You will perhaps pardon me, as a nonlecturer, if I begin my second nonlecture with an almost inconceivable assertion : I was born at home.
For the benefit of those of you who can’t imagine what the word “home” implies, or what a home could possibly have been like, I should explain that the idea of home is the idea of privacy.
But again — what is privacy? You probably never heard of it.
Even supposing that (from time to time) walls exist around you, those walls are no longer walls; they are merest pseudosolidities, perpetually penetrated by the perfectly predatory collective organs of sight and sound. Any apparent somewhere which you may inhabit is always at the mercy of a ruthless and omnivorous everywhere. The notion of a house, as one single definite particular and unique place to come into, from the anywhereish and everywhereish world outside — that notion must strike you as fantastic. You have been brought up to believe that a house, or a universe, or a you, or any other object, is only seemingly solid :
really (and you are realists, whom nobody and nothing can deceive)
each seeming solidity is a collection of large holes — and, in the case of a house, the larger the holes the better; since the principal fucntion of a modern house is to admit whatever might otherwise remain outside. You haven’t the least or feeblest conception of being here, and now, and alone, and yourself. Why (you ask) should anyone want to be here, when (simply by pressing a button) anyone can be in fifty places at once? How could anyone want to be now, when anyone can go whening all over creation at the twist of a knob? What could induce anyone to desire aloneness, when billions of soi-disant dollars are mercifully squandered by a good and great government lest anyone anywhere should ever for a single instant be alone? As for being yourself — why on earth should you be yourself; when instead of being yourself you can be a hundred, or a thousand, or a hundred thousand thousand, other people? The very thought of being oneself in an epoch of interchangeable selves must appear supremely ridiculous.
Fine and dandy : but, so far as I am concerned, poetry and every other art was and is and forever will be a question of individuality.

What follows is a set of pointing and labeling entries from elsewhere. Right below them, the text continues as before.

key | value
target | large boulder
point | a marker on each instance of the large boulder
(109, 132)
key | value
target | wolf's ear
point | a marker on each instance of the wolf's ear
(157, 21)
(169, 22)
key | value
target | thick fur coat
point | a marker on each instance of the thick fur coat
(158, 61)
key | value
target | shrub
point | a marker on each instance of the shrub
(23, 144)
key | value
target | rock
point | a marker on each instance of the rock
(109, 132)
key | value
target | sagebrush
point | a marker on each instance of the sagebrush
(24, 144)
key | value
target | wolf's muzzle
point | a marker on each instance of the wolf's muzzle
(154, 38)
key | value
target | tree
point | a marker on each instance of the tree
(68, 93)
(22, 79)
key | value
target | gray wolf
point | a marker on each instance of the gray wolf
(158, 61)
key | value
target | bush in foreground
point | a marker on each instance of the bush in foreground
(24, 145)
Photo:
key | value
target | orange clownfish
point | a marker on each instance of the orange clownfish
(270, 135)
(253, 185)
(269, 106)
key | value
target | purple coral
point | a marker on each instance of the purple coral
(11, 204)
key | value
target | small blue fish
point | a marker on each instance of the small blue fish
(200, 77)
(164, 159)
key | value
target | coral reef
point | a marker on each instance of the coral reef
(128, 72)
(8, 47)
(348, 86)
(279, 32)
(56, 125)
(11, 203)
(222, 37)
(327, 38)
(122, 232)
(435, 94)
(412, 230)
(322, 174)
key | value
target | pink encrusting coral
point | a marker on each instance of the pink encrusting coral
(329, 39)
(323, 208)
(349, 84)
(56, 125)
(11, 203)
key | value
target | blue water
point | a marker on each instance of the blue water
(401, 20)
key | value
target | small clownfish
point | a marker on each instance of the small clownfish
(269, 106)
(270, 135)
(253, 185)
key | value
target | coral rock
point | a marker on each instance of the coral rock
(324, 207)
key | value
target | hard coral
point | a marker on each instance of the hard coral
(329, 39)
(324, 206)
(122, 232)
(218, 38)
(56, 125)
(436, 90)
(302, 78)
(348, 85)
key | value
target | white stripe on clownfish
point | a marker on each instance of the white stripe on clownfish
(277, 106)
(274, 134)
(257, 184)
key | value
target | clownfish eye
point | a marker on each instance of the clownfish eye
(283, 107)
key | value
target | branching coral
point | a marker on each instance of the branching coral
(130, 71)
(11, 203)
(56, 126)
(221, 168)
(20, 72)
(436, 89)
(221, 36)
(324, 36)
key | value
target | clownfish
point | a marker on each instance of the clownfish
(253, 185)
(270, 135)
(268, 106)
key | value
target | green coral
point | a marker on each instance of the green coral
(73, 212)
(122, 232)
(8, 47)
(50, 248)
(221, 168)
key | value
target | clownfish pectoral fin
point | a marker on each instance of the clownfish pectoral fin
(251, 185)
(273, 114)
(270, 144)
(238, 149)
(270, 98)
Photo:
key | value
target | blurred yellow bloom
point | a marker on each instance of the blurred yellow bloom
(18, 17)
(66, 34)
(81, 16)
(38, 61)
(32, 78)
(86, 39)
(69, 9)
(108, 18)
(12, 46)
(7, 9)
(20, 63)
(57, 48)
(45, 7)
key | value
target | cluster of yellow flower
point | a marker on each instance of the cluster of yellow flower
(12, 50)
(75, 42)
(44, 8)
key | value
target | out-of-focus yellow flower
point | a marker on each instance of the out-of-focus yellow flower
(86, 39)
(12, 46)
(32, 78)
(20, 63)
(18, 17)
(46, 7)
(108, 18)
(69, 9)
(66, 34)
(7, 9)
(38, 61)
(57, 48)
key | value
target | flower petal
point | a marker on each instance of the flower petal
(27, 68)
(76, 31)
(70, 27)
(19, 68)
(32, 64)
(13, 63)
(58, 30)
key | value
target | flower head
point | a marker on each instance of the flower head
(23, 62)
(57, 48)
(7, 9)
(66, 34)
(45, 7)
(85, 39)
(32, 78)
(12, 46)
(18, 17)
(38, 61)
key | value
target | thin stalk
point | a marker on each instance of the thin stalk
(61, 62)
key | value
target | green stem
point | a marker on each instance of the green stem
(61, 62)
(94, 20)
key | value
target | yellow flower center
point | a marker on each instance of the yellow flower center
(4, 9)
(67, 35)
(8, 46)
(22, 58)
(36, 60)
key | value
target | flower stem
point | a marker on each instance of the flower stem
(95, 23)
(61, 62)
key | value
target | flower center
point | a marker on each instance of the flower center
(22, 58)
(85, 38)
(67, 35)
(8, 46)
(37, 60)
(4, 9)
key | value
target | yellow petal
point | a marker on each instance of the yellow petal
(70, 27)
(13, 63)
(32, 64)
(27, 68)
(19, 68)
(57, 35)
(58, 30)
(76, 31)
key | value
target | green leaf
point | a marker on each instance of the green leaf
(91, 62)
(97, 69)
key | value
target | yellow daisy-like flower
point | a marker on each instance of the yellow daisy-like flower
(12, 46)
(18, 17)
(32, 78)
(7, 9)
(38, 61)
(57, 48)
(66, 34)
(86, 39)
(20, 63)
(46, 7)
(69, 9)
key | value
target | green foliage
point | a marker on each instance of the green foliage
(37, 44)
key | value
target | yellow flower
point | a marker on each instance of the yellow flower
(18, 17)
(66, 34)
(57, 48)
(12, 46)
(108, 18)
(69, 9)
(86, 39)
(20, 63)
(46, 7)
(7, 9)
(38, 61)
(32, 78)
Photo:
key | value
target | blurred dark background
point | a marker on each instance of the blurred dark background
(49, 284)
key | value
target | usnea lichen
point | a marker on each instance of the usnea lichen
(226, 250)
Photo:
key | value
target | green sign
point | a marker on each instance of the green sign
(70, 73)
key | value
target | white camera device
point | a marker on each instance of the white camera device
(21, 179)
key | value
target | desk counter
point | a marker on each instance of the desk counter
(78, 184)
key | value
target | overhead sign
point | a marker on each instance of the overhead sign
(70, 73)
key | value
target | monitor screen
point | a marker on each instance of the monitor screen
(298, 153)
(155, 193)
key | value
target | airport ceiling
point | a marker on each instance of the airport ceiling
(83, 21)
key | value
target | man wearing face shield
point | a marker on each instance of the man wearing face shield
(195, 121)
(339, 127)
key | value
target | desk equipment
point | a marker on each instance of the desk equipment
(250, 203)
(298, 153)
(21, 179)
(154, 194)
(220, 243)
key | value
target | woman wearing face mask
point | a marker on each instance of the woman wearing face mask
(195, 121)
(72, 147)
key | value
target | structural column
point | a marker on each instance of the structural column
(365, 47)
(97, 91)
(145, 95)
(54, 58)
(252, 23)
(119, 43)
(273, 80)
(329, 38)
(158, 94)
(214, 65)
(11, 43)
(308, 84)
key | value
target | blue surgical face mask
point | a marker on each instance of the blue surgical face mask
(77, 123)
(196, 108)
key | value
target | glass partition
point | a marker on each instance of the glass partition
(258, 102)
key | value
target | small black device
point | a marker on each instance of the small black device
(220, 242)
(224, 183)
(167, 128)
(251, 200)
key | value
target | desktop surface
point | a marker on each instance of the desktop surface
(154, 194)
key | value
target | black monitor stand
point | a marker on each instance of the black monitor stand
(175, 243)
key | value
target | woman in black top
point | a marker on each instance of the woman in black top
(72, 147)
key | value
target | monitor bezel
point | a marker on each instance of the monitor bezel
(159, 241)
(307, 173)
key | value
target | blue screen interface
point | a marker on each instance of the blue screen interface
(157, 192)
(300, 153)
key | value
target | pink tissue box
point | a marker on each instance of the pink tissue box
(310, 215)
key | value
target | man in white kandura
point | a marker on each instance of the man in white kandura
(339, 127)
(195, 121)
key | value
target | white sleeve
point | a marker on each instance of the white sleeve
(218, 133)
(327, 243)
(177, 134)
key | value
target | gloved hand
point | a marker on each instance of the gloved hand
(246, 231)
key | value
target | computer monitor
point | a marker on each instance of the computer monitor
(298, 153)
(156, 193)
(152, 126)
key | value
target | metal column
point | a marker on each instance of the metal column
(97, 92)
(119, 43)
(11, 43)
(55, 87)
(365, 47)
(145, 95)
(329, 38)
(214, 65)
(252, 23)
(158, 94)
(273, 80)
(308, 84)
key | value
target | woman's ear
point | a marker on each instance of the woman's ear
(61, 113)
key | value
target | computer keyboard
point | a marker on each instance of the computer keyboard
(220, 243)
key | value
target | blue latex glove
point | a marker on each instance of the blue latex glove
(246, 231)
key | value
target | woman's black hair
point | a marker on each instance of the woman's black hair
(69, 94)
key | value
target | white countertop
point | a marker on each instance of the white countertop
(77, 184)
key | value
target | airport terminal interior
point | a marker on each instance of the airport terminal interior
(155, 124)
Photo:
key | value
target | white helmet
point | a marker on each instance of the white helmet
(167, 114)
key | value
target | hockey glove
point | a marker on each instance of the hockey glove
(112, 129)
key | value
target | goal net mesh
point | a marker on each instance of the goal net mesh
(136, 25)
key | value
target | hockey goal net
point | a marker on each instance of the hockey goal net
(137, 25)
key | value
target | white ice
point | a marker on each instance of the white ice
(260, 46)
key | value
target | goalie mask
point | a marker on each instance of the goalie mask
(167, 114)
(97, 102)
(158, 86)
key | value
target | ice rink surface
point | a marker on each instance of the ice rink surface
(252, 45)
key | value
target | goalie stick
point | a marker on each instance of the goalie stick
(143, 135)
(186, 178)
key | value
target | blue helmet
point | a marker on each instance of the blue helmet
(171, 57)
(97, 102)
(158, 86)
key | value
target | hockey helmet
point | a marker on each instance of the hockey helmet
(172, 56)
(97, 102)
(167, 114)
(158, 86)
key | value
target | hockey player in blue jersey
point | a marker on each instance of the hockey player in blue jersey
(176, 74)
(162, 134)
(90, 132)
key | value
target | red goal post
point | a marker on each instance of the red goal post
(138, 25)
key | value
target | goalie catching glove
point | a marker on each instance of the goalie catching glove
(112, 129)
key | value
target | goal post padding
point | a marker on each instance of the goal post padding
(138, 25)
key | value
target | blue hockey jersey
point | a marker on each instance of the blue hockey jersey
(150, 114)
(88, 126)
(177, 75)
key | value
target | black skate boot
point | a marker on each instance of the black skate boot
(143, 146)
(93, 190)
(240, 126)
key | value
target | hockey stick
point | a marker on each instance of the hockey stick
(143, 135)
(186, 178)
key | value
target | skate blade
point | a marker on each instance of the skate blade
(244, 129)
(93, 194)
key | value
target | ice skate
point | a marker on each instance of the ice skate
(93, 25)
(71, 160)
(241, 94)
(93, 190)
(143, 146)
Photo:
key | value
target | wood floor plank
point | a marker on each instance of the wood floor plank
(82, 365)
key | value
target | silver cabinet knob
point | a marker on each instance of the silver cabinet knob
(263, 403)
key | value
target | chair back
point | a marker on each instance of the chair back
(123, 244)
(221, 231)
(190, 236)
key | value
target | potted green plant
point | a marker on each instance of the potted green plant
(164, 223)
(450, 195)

If poetry were anything — like dropping an atombomb — which anyone did, anyone could become a poet merely by doing the necessary anything; whatever that anything might or might not entail.
But (as it happens) poetry is being, not doing.
If you wish to follow, even at a distance, the poet’s calling (and here, as always, I speak from my own totally biased and entirely personal point of view) you’ve got to come out of the measurable doing universe into the immeasurable house of being. I am quite aware that, wherever our socalled civilization has slithered, there’s every reward and no punishment for unbeing. But if poetry is your goal, you’ve got to forget all about punishments and all about rewards and all about selfstyled obligations and duties and responsibilities etcetera ad infinitum and remember only one thing only : that it’s you — nobody else — who determine your destiny and decide your fate. Nobody else can be alive for you; nor can you be alive for anybody else.
Toms can be Dicks and Dicks can be Harrys, but none of them can ever be you.
There’s the artist’s responsibility; and the most awful responsibility on earth. If you can take it, take it — and be. If you can’t, cheer up and go about other people’s business; and do (or undo) till you drop.